Transcription efficiency and hormone-responsiveness of ?-amylase gene promoters in an improved transient expression system from barley aleurone protoplasts

Abstract

An improved method for isolation of protoplasts from barley aleurone layers was developed which utilizes KC1 instead of mannitol as the osmoticum. Protoplasts prepared by this method were shown to be hormone-responsive even after polyethyleneglycol-mediated DNA uptake. Both yield and viability were increased by about 50% and 6%, respectively, compared to the method we had used previously. These protoplasts were used in a transient expression system to compare the relative transcription rates of promoters from barley genes encoding high-pI and low-pI α-amylases. The protoplasts were used also to identify the hormone-responsive elements and other enhancer elements in barley α-amylase gene promoters which have not been studied previously. Promoter fragments from two high-pI and one low-pI α-amylase genomic clones and deletions derived from them were fused to a promoterless vector containing the coding region of bacterial chloramphenicol acetyltransferase (CAT) gene.

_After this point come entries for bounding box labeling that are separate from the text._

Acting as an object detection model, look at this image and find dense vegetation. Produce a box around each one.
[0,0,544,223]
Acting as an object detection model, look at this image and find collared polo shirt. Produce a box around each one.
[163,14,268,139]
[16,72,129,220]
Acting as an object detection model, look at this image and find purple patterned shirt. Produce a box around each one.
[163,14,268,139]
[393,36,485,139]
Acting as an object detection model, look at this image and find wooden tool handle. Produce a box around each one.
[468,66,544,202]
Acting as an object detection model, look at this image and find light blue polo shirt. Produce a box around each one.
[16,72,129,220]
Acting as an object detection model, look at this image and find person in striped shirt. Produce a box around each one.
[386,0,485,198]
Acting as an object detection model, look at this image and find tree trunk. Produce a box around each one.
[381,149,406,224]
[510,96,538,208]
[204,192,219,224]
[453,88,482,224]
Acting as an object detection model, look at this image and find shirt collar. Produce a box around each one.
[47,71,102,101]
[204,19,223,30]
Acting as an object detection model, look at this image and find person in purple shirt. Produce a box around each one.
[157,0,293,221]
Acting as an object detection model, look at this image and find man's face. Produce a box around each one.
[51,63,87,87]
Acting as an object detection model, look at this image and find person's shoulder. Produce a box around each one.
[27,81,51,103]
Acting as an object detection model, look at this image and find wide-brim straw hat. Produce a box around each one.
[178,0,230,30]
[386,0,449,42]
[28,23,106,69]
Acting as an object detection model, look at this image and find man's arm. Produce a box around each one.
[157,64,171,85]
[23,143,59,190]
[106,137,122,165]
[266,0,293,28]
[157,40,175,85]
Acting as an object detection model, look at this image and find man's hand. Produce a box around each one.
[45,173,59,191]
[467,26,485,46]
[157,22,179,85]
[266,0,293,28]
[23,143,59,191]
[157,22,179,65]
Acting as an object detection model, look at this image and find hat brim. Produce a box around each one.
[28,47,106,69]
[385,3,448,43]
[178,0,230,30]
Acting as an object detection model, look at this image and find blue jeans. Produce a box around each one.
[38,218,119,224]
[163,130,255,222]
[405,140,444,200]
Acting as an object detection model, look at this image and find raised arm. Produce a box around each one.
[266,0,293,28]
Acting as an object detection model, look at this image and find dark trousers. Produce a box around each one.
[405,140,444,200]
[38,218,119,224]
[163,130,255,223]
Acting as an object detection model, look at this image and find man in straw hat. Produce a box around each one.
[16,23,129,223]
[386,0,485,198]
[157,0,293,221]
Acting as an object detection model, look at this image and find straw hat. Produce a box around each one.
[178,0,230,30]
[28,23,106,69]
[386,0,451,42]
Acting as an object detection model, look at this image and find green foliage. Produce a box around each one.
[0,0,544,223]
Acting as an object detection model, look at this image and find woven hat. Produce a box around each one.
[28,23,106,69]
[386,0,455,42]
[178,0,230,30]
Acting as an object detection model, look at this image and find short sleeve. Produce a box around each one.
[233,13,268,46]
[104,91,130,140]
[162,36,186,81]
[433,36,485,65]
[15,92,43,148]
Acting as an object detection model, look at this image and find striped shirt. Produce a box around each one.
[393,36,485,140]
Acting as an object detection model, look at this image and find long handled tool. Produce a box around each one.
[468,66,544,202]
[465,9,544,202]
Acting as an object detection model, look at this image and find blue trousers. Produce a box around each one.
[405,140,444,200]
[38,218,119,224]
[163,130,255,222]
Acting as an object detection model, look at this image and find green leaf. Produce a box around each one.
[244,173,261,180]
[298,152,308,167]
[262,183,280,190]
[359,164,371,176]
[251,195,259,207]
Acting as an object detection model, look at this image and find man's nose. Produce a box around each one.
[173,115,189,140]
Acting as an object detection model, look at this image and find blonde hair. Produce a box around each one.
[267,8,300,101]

Deletion studies of promoters from two barley high-pI α-amylase genes, gRAmy152 and gRAmy56, indicate that the sequences CTTTTG, TAACAAA, and TATCCAC which are conserved in several α-amylase genes must act in concert to confer hormone-responsiveness to these two promoters as has been found for other α-amylase genes. Removal of any one of these three regions causes a severe reduction in overall level of expression and GA-responsiveness. Additional sequences present both upstream and downstream of these three conserved elements also enhance hormone-responsiveness of the reporter genes. For the low-pI α-amylase gene gKAmy 155 promoter, the presence of ACTTGACCAT-CACC (Opaque 2S-like element), a pyrimidine-rich sequence, and TAACAGA alone is not adequate for GA-induced gene expression as has been observed previously for another barley low-pI α-amylase gene Amy32b. They have to work cooperatively with other element(s) located between positions −256 and −197 of the gKAmy 155 promoter to compose an effective GA response complex. ABA- and GA-responsive elements appear to be coincident or close to each other in both high- and low-pI α-amylase genes.